Last year, through the Backbench Business Committee, I held the first Black History Month debate in the Chamber in five years. It was an extremely well attended debate with many good contributions from across the Chamber. I am pleased that we are able to debate this topic again. I am sorry that fewer colleagues will be able to take part, although my hon. Friend the Member for Streatham (Bell Ribeiro-Addy) is holding a Backbench Business debate in Westminster Hall next week.
Black History Month is an extremely important annual event, but I strongly believe that we should be talking about black history week in, week out rather than just once a year. The theme of this year’s Black History Month is “Proud to be”, and I would like to begin my speech, as I did last year, by highlighting and celebrating a number of black Britons who have been under-appreciated and under-recognised in our national discourse. These black Britons are great Britons, and we should celebrate them as such. I again pay tribute to Akyaaba Addai-Sebo, co-ordinator of special projects for the Greater London Council, who organised the first recognition of this month in 1987.

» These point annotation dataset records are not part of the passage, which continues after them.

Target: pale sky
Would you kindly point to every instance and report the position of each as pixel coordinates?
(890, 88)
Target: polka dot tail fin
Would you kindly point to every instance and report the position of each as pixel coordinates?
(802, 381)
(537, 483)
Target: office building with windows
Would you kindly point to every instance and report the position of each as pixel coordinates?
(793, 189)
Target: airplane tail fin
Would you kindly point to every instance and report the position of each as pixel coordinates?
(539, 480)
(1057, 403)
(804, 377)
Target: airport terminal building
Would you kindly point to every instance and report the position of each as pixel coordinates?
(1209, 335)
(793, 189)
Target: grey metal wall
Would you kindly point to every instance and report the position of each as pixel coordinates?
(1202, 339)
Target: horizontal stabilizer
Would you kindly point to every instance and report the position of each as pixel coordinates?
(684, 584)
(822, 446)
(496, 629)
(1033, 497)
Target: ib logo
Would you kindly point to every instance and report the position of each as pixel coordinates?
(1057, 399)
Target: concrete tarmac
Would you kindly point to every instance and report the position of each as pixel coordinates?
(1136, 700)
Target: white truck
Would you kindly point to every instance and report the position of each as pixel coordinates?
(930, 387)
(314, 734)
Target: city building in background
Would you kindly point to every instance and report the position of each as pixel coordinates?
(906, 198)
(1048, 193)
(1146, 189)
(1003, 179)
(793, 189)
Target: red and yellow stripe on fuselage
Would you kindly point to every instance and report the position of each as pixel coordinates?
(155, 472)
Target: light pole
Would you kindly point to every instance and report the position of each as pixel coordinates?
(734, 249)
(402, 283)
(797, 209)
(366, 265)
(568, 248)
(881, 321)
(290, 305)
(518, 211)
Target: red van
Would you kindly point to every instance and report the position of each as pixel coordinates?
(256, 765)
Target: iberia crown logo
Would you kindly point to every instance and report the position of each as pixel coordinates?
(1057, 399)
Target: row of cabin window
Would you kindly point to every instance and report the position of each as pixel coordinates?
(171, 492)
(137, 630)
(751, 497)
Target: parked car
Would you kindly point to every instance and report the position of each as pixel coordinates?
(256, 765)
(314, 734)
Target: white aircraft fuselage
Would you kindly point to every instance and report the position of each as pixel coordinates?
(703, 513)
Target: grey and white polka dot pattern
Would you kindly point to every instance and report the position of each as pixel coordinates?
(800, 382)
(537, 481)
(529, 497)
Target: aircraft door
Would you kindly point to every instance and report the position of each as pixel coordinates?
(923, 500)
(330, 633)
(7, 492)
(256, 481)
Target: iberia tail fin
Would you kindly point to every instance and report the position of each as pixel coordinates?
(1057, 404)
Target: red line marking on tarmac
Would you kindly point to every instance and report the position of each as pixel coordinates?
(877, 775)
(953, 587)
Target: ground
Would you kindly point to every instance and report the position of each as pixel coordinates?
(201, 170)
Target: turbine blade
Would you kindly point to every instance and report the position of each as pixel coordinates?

This year, we have seen outstanding campaigning by Marcus Rashford, who has done so much to help children living in poverty. However, I also want to mention another footballer, Jack Leslie, who played for Plymouth Argyle in the 1920s. My hon. Friend the Member for Plymouth, Sutton and Devonport (Luke Pollard) recently told me the story of Jack Leslie, who would, in 1925, have been the first black player in the England team, except that his name was withdrawn from selection because of the colour of his skin. It was not until 1978 that the first black player finally joined the national team. There is now an excellent campaign for a statue to be erected in Jack’s honour in Plymouth.
Mary Prince was the first woman to present an anti-slavery petition to Parliament and the first black woman to write and publish an autobiography. I understand that there is a petition proposing to replace the statue outside the Museum of London Docklands with a statue of her.
At this point, I commend the Mayor of London and the Black Cultural Archives for producing the black history tube map, celebrating the rich and varied contribution black people have made to London and the UK from Tudor times to the present day. I strongly encourage people to look up their local black heroes.
I congratulate my friend Lord Simon Woolley on becoming the first black man to lead an Oxbridge college. He is a trailblazer. I also must not forget to mention my right hon. Friend the Member for Hackney North and Stoke Newington (Ms Abbott), the first black woman elected to Parliament, who has been a trailblazer for many black MPs in Parliament.